NEW YORK, Feb. 6 - Three years ago, a group of researchers in Washington state developed a microarray that could detect and monitor microbes in environmental samples. Their goal, to make a chip that can be used in the field for bioremediation projects, happened to lead them to another discovery: a cheap and no-fuss way to make low-density microarrays.
The team's initial plan was to adapt biochips to perform during real-time field observations of environmental microorganisms in bioremediation efforts. The technology interests the US Department of Energy. Keen on improving environmental decontamination projects, the DOE could use the chips to detect sulfate- or metal-reducing microbes and observe these bugs' activity in response to nutrients and contaminants.
But the technical challenges in adapting microarray technology to bioremediation projects are substantial, said microbiologist Darrell Chandler, technical group leader of the project at DOE's Pacific Northwest National Laboratory.
For one thing, getting contaminant-clogged sediment or soil samples into microarray-ready condition is no simple feat. Plus, the researchers wanted to develop a detector that doesn't rely on PCR, in order to get an accurate quantitative picture of the diversity and the activity of the microbial communities.
As a result, much of the team's research has focused on working out the kinks in sample preparation and figuring out how the best methods for nucleic-acid extraction and cleanup.
The team has already developed a chip that can be used in the lab to analyze samples that the DOE is interested in. "We're coming along pretty well," said Chandler. "We can take an extract from soil or sediment or other filthy things like that and put it straight on the chip, and detect what we want to detect without the dirt or other things getting in the way of the signal." But his ultimate goal-to create a field-ready microarray-may take a few more years.
Chandler and his colleagues are also interested in developing the same techniques for on-the-spot detection of biowarfare agents, and has a cryptosporidium detection project for the US Environmental Protection Agency.
The team's work also led to a surprising discovery. Chandler's partner at Washington State University, Douglas Call, stumbled upon a crucial shortcut. He found that the researchers could slash their manufacturing costs by affixing unmodified DNA directly to the surface of the glass.
"We were trying to optimize chemistry for printing, and we found we didn't need to use it," Chandler says. "People know that DNA sticks to glass.
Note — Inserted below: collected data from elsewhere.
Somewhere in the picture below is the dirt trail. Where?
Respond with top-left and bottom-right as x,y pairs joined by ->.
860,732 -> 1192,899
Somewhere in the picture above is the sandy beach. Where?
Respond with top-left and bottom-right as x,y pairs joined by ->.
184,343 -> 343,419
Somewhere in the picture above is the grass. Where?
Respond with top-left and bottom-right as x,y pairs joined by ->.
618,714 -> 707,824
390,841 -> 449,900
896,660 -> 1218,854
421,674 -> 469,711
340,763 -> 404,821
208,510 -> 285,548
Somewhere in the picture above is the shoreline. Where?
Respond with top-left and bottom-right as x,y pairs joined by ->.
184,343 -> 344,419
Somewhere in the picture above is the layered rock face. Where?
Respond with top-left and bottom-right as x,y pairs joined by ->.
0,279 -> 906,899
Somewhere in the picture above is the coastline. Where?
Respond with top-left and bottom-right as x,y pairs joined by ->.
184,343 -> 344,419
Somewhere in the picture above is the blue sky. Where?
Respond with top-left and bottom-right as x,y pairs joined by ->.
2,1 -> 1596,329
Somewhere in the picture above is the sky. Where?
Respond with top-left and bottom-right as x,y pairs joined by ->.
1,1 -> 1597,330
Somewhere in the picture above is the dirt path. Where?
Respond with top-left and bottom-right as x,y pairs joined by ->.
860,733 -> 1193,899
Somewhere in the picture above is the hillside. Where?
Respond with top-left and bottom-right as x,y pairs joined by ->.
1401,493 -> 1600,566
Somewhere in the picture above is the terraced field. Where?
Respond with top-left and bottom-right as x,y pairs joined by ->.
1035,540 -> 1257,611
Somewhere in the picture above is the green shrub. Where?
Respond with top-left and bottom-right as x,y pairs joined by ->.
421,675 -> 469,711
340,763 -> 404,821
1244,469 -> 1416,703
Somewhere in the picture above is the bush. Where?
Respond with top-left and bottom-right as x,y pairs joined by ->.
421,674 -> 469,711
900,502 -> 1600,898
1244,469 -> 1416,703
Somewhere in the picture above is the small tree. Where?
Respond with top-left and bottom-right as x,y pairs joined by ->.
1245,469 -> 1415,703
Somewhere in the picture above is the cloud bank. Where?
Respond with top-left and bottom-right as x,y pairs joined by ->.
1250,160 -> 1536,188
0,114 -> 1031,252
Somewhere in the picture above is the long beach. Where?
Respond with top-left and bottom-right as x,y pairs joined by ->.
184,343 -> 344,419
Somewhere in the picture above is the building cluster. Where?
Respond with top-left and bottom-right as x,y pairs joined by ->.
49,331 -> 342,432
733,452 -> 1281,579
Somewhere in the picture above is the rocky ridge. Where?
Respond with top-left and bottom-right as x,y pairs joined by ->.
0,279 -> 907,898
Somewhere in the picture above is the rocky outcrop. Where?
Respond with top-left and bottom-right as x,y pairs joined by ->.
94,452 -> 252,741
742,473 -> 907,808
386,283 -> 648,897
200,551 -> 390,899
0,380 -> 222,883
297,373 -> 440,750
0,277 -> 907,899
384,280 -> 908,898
But nobody connected that with keeping it immobilized for microarrays."
With this shortcut, the group is able to produce 100 to 200 spot arrays at a cost of 25 cents to 50 cents each.
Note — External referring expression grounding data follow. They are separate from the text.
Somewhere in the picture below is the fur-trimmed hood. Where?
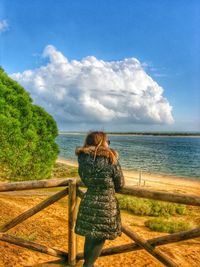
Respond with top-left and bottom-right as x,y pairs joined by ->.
75,146 -> 118,162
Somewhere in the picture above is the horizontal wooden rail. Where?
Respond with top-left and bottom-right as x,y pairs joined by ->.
76,187 -> 85,198
0,188 -> 69,232
0,178 -> 199,207
75,227 -> 200,259
0,233 -> 68,259
122,224 -> 178,267
77,185 -> 200,206
30,259 -> 66,266
120,186 -> 200,206
0,176 -> 199,266
0,178 -> 72,192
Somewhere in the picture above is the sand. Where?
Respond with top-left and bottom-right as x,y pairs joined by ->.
57,158 -> 200,197
0,158 -> 199,266
0,191 -> 200,267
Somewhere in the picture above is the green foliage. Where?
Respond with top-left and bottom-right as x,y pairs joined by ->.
14,232 -> 37,242
116,194 -> 187,216
52,162 -> 79,178
0,68 -> 59,180
145,218 -> 194,233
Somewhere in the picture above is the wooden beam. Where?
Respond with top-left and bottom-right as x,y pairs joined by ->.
0,188 -> 69,232
0,178 -> 72,192
68,179 -> 77,266
76,184 -> 200,206
120,186 -> 200,206
0,233 -> 68,259
148,226 -> 200,247
29,259 -> 69,266
76,187 -> 85,199
122,224 -> 178,267
76,227 -> 200,258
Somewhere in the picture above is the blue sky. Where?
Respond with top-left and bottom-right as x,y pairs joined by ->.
0,0 -> 200,131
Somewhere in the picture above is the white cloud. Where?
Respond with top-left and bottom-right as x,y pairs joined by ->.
0,20 -> 9,33
11,45 -> 174,129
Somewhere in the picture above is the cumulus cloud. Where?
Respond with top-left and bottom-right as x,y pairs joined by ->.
11,45 -> 174,129
0,20 -> 9,33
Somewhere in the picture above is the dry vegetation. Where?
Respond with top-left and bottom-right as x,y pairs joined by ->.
0,162 -> 200,267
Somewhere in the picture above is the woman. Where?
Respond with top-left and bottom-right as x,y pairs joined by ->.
75,131 -> 125,267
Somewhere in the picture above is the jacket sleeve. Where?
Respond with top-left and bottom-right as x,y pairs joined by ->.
112,160 -> 125,192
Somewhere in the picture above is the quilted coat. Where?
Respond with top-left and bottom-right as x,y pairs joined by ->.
74,145 -> 125,240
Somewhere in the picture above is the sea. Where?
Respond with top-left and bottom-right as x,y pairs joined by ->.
56,133 -> 200,180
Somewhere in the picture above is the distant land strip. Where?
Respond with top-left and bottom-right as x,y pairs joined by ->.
59,131 -> 200,137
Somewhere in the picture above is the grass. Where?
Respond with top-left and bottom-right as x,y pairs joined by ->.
0,162 -> 78,182
12,232 -> 38,242
116,194 -> 199,234
1,162 -> 199,235
35,163 -> 79,193
0,165 -> 10,181
116,194 -> 187,217
144,217 -> 195,233
52,162 -> 78,178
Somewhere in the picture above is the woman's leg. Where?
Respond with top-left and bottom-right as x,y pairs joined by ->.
82,236 -> 106,267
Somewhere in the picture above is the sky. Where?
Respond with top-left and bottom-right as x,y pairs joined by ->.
0,0 -> 200,132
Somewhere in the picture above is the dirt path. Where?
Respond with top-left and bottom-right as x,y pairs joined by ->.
0,159 -> 200,266
0,191 -> 200,267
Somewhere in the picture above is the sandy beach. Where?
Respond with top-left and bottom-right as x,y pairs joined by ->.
57,157 -> 200,196
0,191 -> 199,267
0,159 -> 199,266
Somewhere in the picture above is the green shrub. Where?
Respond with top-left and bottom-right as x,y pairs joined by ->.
145,218 -> 194,233
13,232 -> 37,242
52,163 -> 78,178
116,194 -> 187,216
0,68 -> 59,180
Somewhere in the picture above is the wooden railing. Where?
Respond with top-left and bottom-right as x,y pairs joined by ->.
0,178 -> 200,266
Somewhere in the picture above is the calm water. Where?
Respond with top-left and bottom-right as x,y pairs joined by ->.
56,134 -> 200,179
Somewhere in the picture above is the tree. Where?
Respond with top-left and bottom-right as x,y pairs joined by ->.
0,67 -> 59,180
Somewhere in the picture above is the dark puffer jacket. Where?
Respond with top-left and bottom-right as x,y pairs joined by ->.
74,145 -> 125,240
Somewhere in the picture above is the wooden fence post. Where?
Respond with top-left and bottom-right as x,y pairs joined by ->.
138,169 -> 142,186
68,179 -> 77,266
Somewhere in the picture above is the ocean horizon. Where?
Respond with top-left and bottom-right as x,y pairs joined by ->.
56,133 -> 200,180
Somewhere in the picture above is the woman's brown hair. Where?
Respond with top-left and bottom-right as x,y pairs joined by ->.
84,131 -> 107,147
83,131 -> 118,164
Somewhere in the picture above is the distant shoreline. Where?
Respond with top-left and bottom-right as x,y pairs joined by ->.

Chandler says that since the US Patent and Trade Office rejected their patent application for the technique--DNA's tendency to stick to glass is too well-known--the team instead published its discovery in the hopes of encouraging other researchers to work with the technology.
"We're very interested in working with other people to adapt and develop array technologies for the purpose of environmental monitoring and other applications," he said. "Hopefully, the average investigator can use this technique, so as not to let the cost of array technology inhibit them."
The microarray work is public-domain research, said Chandler, but he is looking for commercial partners to work on perfecting their sample preparation technology in order to develop a field-ready chip.